BigDataWUR / AgML-CY-Bench

CY-Bench (Crop Yield Benchmark) is a comprehensive dataset and benchmark to forecast crop yields at subnational level. CY-Bench standardizes selection, processing and spatio-temporal harmonization of public subnational yield statistics with relevant predictors. Contributors include agronomers, climate scientists and machine learning researchers.
https://cybench.agml.org/
Other
9 stars 3 forks source link

Transforms #223

Closed aikepotze closed 4 weeks ago

aikepotze commented 4 weeks ago

Added transforms to support torch models.

Added base transform which sorts batch into time series, static and other keys.

Added transform that converts all timeseries features to dekadal using the provided dates

One batch of 16 samples currently takes ~10ms to transform. Most of this is from the tmin and tmax aggregation by dekad, which don't have native torch methods and thus require some looping over each unique dekad. Without this time would be ~3 ms.

Test had to be commented out until differing time series lengths are handled by TorchDataset.

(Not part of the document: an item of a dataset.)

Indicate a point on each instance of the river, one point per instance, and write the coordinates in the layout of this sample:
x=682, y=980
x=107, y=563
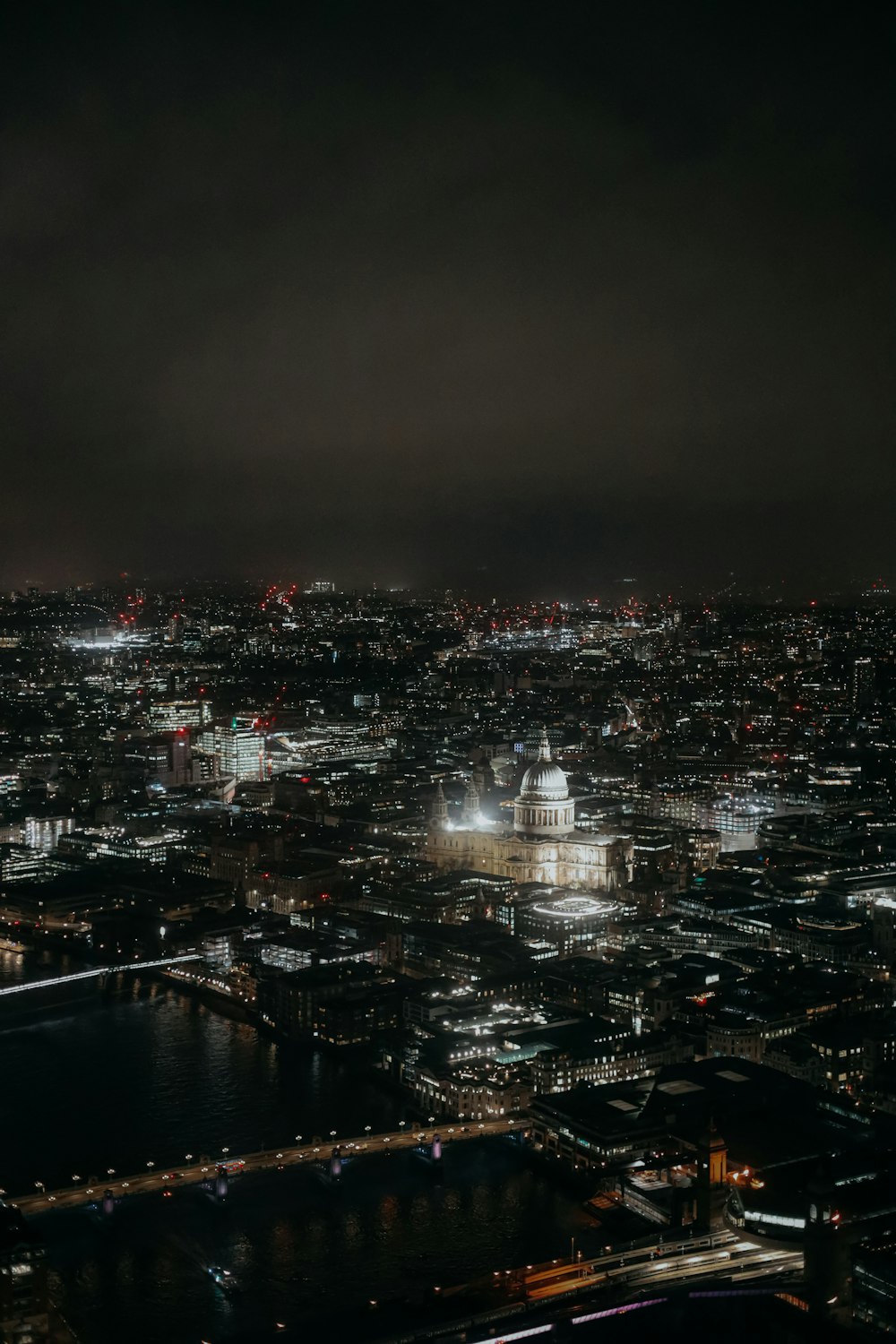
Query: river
x=150, y=1074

One final thing to note is that I am not sure categorical features are currently handled correctly. If they are converted to one-hot upstream from the transforms they might be erroneously picked up as time-series features due to their number of dimensions. If they aren't, the model currently does not convert them to one-hot representations, which might slightly impact model performance. Only soil texture class is currently categorical I believe.